Genetic identification and characterization of genes involved in the 2-C-methyl-D-erythritol 4-phosphate pathway for early isoprenoid biosynthesis in Salmonella typhimurium

Isoprenoid compound are essential for all living organisms. Despite their structural diversity, all isoprenoids are biosynthesized from two five carbon isomers, isopentenyl diphosophate (IPP) and dimethylallyl diphosophate (DMAPP). Until recently, it was thought IPP and DMAPP were biosynthesized exclusively by the mevalonate (MVA) pathway. While this pathway is utilized exclusively in eukaryotes and archae, another pathway for the biosynthesis of IPP and DMAPP exists. The 2-C-methyl-D-erythritol 4-phosphate (MEP) pathway has been recently elucidated and is used exclusively by many gram negative and some gram positive bacteria as well as by some apicomplexan parasites. Plants utilize both pathways. The MVA pathway is utilized for the production of cytosolic isoprenoids, while the orthogonal MEP pathway is used in the plastids. The parallel nature of these two essential pathways in eukaryotes and bacteria makes the MEP pathway an attractive target for the development of antimicrobial agents. While the biochemical steps for enzyme mediated conversion of pyruvate and glyceraldehyde 3-phosphate to IPP and DMAPP via the MEP pathway have been elucidated, little is known about the genetic aspects of the pathway.; Chapter 1 of this dissertation provides a review of the literature and outlines the biochemical steps involved in the MEP pathway. The development of a S. typhimurium strain possessing a synthetic operon for the conversion of MVA to IPP is discussed in Chapter 2. The synthetic operon provides an alternate metabolic route for the biosynthesis of essential isoprenoids. Therefore, mutants with disruptions in the MEP pathway can be isolated and studied. Chapters 3 and 4 describe screens for novel MEP pathway genes using different methods of random mutagenesis.

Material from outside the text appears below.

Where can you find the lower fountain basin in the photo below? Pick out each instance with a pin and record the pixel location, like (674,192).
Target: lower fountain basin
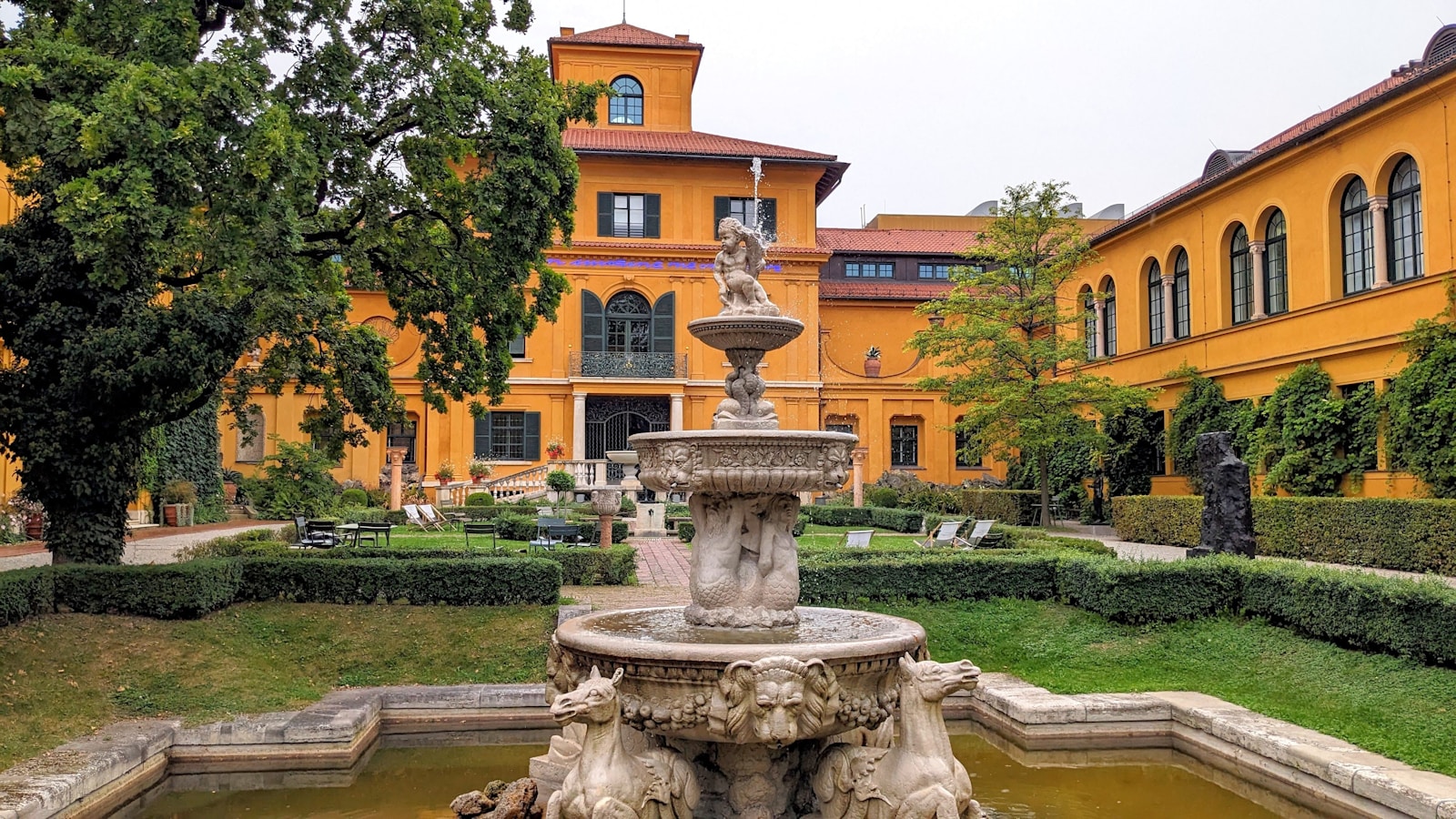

Isolation of mutants using a random Mud-Cam transposon insertion resulted in the identification of the sorbitol phosphoenolpyruvate:phosphotransferase system as the cellular machinery involved in the uptake and phosphorylation of exogenously supplied 2-C-methyl-D-erythritol. Screens using DES as a chemical mutagen were useful in isolating metabolic blocks in the MEP pathway and identifying key amino acids in the catalytic enzymes. Chapter 5 discusses the inconsistencies observed between these two screening methods. Experiments were designed to probe the genomic context and regulation of the MEP pathway genes.